Write a structured handoff note to CLAUDE.md under a "## Last Session" section covering:
- What we were trying to accomplish
- What was completed
- What is in progress and its current state
- Known issues or blockers
- The exact next step to resume without losing context

This is critical — treat it as a baton pass to future-me.

Drop these in your .claude/commands/ folder and restart your Claude session. Type /handoff before you stop. Type /cont… when you’re back. The triple dot is a personal touch — I just added four dots to the filename. Small thing, but it’s mine.

The third command was /tdd. I realized all my projects would benefit from it, especially older ones where I hadn’t set up CLAUDE.md with TDD rules. This one takes an argument — the name of the feature or phase you’re building.

$ cat tdd.md

# TDD Feature Start

We are starting implementation of: $ARGUMENTS

Follow this sequence strictly:
1. Analyze what needs to be built
2. Write the test file first — failing tests only, no implementation
3. Show me the tests and STOP. Wait for my explicit approval.
4. Only after I say "proceed" — write the minimal implementation
5. Run tests, show results
6. Refactor if needed, keeping tests green

Do not skip steps. Do not write implementation before I approve the tests.
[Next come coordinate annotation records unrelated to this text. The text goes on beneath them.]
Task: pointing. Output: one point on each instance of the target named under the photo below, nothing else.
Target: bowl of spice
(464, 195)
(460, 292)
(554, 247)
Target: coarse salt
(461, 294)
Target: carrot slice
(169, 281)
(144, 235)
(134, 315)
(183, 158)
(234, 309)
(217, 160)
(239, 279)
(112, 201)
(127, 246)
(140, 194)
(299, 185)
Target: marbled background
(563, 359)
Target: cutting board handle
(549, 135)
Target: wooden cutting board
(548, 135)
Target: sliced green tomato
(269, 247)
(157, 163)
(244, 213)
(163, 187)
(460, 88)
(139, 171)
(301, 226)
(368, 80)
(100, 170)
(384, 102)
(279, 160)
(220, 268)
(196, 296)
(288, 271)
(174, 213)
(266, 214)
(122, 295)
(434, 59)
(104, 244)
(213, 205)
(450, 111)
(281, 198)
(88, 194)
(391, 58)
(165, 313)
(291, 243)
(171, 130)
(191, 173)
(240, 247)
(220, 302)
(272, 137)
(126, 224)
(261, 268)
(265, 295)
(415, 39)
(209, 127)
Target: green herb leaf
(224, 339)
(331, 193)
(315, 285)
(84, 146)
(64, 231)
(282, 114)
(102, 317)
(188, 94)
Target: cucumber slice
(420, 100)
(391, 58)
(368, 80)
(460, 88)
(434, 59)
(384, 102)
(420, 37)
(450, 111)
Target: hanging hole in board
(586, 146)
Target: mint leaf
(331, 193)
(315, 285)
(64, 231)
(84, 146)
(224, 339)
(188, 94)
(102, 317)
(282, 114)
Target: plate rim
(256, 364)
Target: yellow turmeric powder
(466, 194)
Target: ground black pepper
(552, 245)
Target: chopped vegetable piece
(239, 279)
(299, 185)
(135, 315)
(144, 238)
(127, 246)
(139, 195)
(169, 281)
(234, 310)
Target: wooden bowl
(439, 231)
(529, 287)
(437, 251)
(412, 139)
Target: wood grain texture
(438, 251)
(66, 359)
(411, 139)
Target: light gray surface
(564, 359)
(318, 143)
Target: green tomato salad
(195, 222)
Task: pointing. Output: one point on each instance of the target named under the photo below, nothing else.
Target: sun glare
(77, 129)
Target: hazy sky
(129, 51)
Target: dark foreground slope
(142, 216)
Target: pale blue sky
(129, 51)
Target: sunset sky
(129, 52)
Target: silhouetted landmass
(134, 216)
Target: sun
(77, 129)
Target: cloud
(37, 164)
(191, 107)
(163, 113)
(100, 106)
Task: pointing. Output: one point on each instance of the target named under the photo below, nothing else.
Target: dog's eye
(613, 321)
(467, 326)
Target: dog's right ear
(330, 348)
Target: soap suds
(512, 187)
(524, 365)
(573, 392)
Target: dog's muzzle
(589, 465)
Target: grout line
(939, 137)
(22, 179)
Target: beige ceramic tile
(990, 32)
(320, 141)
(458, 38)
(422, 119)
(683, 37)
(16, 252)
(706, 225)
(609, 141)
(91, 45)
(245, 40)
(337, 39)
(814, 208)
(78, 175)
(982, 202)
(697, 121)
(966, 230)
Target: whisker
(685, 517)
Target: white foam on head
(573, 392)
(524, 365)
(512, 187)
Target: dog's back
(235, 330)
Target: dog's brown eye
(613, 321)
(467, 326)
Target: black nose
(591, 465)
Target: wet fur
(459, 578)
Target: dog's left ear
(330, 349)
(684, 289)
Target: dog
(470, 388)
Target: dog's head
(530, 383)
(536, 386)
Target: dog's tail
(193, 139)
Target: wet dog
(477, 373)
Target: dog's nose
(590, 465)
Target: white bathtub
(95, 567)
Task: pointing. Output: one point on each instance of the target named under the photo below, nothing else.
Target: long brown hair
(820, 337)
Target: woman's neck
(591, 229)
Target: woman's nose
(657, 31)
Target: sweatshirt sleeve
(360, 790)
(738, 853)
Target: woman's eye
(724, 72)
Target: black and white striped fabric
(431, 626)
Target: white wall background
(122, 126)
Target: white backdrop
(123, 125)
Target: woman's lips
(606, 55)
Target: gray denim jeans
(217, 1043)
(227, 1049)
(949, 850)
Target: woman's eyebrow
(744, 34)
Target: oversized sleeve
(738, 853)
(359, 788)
Software is messy. It always has been. The moment you think a problem is simple, it is preparing to surprise you. That is not AI’s fault. That is just the nature of what we build.

What AI coding tools give us is not simplicity — it is speed. And speed without discipline is how you end up in a rabbit hole you cannot climb out of. I know, because I have been there.

The slash commands did not make me a better vibe coder. The CLAUDE.md instructions did not make Claude smarter. What they did was take the discipline I already had as a software engineer — TDD, clean handoffs, focused iterations — and make it impossible to skip when I was moving fast.

That is the thing nobody tells you about vibe coding. The vibe is not the absence of engineering discipline. The vibe is what you feel when the discipline is so well encoded that you no longer have to think about it.

The Gmail cleaner is not done. My inbox is still full. I have no regrets.

Three slash commands, a CLAUDE.md that holds the rules, a model switching habit that costs nothing and saves hours. That is the deliverable I am taking with me. Every project I build from here gets these by default. The fear of losing control? Gone. The repetition between sessions? Gone. The anxiety of “what if this breaks something I built last week?” — covered by 311 tests that Claude wrote because I told it it had no choice.

Stop babysitting. Start engineering your workflow.

What discipline are you leaving behind when you pick up speed?